Rated R for a scene of sexuality and brief violence
Running Time: 1 hour, 52 minutes

"The Widow of St. Pierre" is a film that at first seems to be a simple morality tale. However, a feeling kept sneaking up on me that there was a bit more to the story. Indeed, a powerful observation of the human condition exists beneath the surface plot. Compassion is explored in the story to such a depth that after a while I was struck with the realization that the movie also explored the varying degrees of obsession. I wasn't fully cognizant of it until the movie's conclusion. (I'm slow that way.)

The story takes place in the 1850's on a small French island off the coast of Newfoundland. There is a murder. The culprits are two fishermen who got sloppy drunk and committed the crime, yet upon sobering up are barely able to remember why. They are sentenced to die by way of the guillotine. One is killed prematurely by being belted with a rock. The other is made to wait until a guillotine is shipped from Guadeloupe. (The don't have one on the island.)

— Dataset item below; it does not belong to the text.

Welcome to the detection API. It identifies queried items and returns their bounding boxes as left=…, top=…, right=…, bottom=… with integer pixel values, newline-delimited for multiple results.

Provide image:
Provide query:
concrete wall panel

The murderer's name is Neel (Emir Kusturica), and he is locked up as the long trek to transport the guillotine gets under way. Madame La (Juliette Binoche), the wife of the local military captain (Daniel Auteuil) holds a degree of compassion for the prisoner. Her compassion is so strong that we begin to sense something more potent; a sensual stirring perhaps? She asks him to assist in the cultivation of her garden, to which he agrees. Soon after, an unusual change starts to take place. The criminal begins engaging in all sorts of benevolent acts, from fixing rooftops to saving a woman's life. He is soon embraced by the islanders to the point where the town judge proclaims, "his popularity is a nuisance."

The movie's exploration of human psychology is much more subtle than my description makes it sound. The director is Patrice Leconte, whose films deal with human beings falling victim to their own obsessions. His past works include "Monsieur Hire", about a lonely man who is captivated by the woman whose window faces his, and "The Hairdresser's Husband" about a man who houses an unusually strong fascination with hair. The theme of obsession in "The Widow of St. Pierre" is a bit more subtle, but it's there, and eventually leads to a climax of amazing power.

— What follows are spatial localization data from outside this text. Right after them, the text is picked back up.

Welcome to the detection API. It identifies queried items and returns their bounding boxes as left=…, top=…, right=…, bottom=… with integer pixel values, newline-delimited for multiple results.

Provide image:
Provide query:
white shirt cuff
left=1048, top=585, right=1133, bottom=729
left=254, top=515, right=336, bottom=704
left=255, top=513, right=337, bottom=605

There are two different obsessions here, I think. One takes the form of a quiet benevolence, as Madame La reaches out to the condemned man, offering compassion and even a degree of love. The other belongs to her husband, Jean. He's aware of her compassion and her need to reach out, yet is never overcome with any sort of jealousy. He loves and admires her to such a degree that he shares her trust in this man without question. The crusade is hers, but his obsession with her kindness propels him into an inauspicious light with the town leaders. They believe the stand he takes regarding his prisoner is the result of his own ethics, and charge him with sedition. But we realize it has nothing to do with personal ethics or governmental politics; he takes the stand for his wife. He loves her, cherishes her, and would do anything to make himself worthy of her love.

The treasure in watching the movie is how Leconte builds the story's cogency not by painting the film with broad strokes of narrative morality, but by softly allowing the camera to study the pain, compassion, and love as expressed by the people involved. The movie's emotional power is filtered directly through the actors' performances, and Binoche, Auteuil, and Kusturica subtly and beautifully capture the longings of each character. By the end, the moral implications didn't linger in my thoughts as much as the sacrifices of those who loved with all their might.